Many people have asked me why I am working on something culture mapping for diagnosing, discussing and designing company culture change.

To answer that question I need to tell the story of the XPLANE Culture Map, created in 2007. Here it is.

 

XPLANECultureMap2007.png

XPLANE has grown quite rapidly over the years, and as the founder of the company, one of the things I felt was very, very important was to keep the culture and the magic that keeps the place alive, and not feeling like a cubicle factory. We worked for a while on this to define and clarify both the culture that we have as well as the culture we want, including our deepest dreams and aspirations.
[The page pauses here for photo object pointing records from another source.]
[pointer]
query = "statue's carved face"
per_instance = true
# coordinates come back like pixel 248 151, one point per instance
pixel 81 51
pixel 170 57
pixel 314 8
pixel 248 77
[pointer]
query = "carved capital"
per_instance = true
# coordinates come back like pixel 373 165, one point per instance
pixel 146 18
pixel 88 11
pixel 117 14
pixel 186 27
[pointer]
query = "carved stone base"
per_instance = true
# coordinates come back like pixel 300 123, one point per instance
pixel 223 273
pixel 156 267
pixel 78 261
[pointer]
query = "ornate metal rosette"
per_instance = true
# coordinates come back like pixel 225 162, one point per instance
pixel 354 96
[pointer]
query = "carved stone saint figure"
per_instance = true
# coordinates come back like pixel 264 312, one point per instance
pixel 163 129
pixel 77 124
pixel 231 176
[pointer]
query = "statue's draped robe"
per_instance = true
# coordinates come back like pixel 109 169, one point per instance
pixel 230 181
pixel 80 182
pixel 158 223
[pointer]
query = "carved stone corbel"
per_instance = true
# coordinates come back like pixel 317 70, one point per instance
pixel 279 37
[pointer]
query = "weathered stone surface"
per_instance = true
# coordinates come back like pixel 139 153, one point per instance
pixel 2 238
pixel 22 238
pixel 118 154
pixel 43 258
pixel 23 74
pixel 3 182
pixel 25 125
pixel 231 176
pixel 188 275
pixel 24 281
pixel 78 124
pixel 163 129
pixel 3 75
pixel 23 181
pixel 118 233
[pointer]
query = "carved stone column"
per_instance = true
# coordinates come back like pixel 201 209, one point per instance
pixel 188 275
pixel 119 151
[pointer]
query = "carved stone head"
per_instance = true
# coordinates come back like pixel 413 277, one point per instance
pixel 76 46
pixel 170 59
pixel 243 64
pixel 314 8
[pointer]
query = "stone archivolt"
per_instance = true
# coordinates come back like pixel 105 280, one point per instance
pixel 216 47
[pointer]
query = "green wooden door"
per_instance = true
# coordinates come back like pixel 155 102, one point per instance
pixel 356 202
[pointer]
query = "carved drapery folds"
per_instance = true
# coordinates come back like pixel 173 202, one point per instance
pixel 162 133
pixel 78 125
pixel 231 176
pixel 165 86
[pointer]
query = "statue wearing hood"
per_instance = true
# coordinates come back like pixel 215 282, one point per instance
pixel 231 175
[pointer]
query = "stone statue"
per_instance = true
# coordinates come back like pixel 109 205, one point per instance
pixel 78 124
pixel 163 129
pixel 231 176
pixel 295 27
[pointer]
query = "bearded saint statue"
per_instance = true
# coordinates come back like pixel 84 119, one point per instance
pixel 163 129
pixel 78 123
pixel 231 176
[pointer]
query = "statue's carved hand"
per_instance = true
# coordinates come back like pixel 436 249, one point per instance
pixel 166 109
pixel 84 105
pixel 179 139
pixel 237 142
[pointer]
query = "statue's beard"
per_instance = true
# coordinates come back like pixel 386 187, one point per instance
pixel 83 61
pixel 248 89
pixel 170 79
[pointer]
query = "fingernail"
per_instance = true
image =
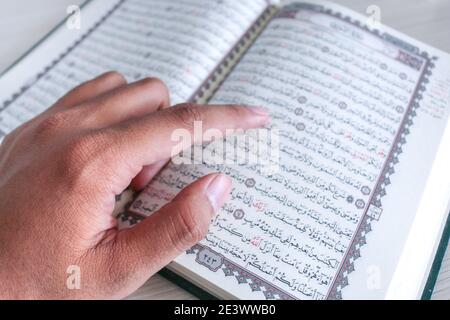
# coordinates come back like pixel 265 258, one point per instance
pixel 218 191
pixel 259 111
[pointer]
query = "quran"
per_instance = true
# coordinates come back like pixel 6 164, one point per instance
pixel 356 203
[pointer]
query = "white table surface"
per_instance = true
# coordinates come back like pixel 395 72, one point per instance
pixel 24 22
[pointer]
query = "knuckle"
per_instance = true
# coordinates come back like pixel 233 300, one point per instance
pixel 51 124
pixel 192 228
pixel 78 152
pixel 187 114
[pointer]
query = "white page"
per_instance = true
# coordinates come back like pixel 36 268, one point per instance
pixel 361 115
pixel 180 42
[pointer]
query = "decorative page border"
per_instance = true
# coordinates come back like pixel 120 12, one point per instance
pixel 373 209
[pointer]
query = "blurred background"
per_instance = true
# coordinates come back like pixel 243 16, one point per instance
pixel 24 22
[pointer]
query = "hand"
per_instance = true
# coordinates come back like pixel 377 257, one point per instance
pixel 60 174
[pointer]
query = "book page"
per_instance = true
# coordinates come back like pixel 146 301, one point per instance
pixel 358 115
pixel 180 42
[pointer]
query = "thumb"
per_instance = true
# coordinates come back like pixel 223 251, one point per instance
pixel 159 239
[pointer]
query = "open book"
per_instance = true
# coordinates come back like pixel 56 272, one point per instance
pixel 356 199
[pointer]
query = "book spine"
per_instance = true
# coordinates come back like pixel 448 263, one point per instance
pixel 207 89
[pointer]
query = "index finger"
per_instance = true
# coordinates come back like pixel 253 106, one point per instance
pixel 149 139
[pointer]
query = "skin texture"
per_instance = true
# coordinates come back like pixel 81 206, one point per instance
pixel 60 172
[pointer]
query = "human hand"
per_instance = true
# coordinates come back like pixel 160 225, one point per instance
pixel 60 174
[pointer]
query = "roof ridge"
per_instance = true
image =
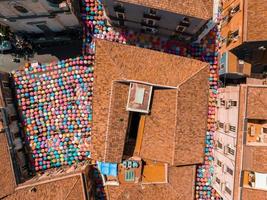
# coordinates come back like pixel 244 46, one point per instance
pixel 192 76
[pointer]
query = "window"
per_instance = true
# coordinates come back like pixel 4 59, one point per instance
pixel 119 8
pixel 224 20
pixel 240 66
pixel 219 163
pixel 120 15
pixel 218 180
pixel 233 103
pixel 152 11
pixel 185 22
pixel 235 10
pixel 151 30
pixel 231 151
pixel 229 171
pixel 252 130
pixel 219 144
pixel 21 9
pixel 232 128
pixel 180 29
pixel 227 189
pixel 5 84
pixel 150 22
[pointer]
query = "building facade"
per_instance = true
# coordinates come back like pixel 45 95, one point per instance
pixel 242 30
pixel 39 17
pixel 244 176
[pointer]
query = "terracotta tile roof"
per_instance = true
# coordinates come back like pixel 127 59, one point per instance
pixel 180 187
pixel 202 9
pixel 177 122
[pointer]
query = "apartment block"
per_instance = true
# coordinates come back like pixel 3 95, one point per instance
pixel 242 144
pixel 231 67
pixel 225 141
pixel 184 21
pixel 146 141
pixel 40 17
pixel 243 31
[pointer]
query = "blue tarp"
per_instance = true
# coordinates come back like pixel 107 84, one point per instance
pixel 109 169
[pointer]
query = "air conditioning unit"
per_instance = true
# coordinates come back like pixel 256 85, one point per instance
pixel 226 127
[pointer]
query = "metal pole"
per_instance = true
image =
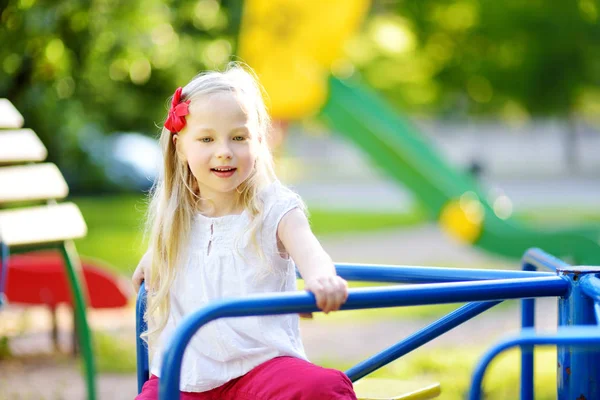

We created this visual map to not only highlight the characteristics that we want, but visualizing them, demonstrating in action what they mean, and showing how they relate to each other. Creating and using the map confirmed my faith that by creating a vision and making it explicit, you can make it come true.

One of the reasons I like the map so much is not that it’s a pretty picture but because it is a representation of truth, and it’s one of those things that is becoming more true every day.

If you have a picture of an ideal place that you want to be, you’re not necessarily going to be there day one—and we aren’t—but we are constantly moving towards it, and having that as a compass really keeps us focused. It helps us hire the right people, it helps us support the right things, and rather than people living in a world where they really don’t know what’s expected, they have something they can point to.

The intern with only two days on the job can start a conversation that questions the CEO who has been around since the beginning of the company, and that’s possible because we have a clear picture that we can point to and have a conversation about.

That’s powerful.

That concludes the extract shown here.